All statistical analyses were performed using Minitab 16 (Minitab
Ltd. Coventry, UK).
Results
Leaf gas exchange profiles
Patterns of net CO2 uptake were measured for mature leaves
of all nine Clusia species over an entire 24 h day/night cycle
under well-watered and droughted conditions (Fig. 1). Three
species, C. minor, C. lanceolata, and C. aripoensis showed an
increase in net dark CO2 uptake after drought and so were
categorized as C3/CAM intermediates (Fig.  1d–f; Table  1).
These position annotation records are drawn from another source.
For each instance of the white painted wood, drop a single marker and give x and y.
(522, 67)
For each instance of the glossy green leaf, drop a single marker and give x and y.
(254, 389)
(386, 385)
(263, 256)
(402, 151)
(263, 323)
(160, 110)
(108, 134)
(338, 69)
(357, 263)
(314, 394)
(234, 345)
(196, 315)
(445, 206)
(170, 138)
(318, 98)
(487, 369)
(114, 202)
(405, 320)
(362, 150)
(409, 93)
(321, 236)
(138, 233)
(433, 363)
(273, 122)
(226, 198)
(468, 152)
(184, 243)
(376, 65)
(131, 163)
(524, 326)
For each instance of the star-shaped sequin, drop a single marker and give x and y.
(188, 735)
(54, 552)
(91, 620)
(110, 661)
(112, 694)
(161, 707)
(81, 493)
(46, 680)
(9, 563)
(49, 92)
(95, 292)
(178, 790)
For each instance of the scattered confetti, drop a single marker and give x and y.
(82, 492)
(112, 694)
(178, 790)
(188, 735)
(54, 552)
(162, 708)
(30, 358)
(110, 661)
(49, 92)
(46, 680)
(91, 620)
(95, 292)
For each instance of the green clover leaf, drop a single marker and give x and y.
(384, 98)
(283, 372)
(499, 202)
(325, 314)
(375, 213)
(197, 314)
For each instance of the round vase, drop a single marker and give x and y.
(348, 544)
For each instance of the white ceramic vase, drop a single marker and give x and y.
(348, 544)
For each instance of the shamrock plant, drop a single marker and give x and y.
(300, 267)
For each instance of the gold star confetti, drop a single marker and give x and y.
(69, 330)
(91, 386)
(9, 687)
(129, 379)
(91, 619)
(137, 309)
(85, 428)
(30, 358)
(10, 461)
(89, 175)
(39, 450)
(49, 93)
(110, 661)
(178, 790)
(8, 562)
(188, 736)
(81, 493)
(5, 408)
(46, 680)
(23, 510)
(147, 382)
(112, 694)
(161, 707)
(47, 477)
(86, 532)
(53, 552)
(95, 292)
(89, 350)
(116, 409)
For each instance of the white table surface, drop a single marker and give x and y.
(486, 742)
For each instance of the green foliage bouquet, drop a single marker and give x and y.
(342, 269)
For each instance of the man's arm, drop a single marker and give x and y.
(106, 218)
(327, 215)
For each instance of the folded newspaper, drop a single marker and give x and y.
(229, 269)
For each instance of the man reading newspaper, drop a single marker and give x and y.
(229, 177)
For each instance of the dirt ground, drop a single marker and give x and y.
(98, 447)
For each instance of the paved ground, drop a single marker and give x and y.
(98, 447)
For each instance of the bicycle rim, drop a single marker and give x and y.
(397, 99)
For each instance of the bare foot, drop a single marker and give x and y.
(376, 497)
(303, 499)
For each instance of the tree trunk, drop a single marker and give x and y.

There was no increase in net dark CO2 uptake in C. hilariana,
C. alata or C. rosea after 9 d of drought so these species were
categorized as CAM (Fig. 1a–c). Of the three CAM species,
C.  rosea engaged in the most day-time net CO2 take during
phases 2 and 4 (Fig. 1c). Drought did not elicit any net dark
CO2 uptake or accumulation of acidity (data not shown) in
C. multiflora, C. tocuchensis or C. grandiflora so these species
were categorized as C3 (Table 1). The proportion of net 24 h
CO2 uptake that occurred at night was calculated by integrat-
ing the relevant areas under each of the gas exchange curves
and expressed as a percentage of total 24 h net CO2 uptake
(Table 1).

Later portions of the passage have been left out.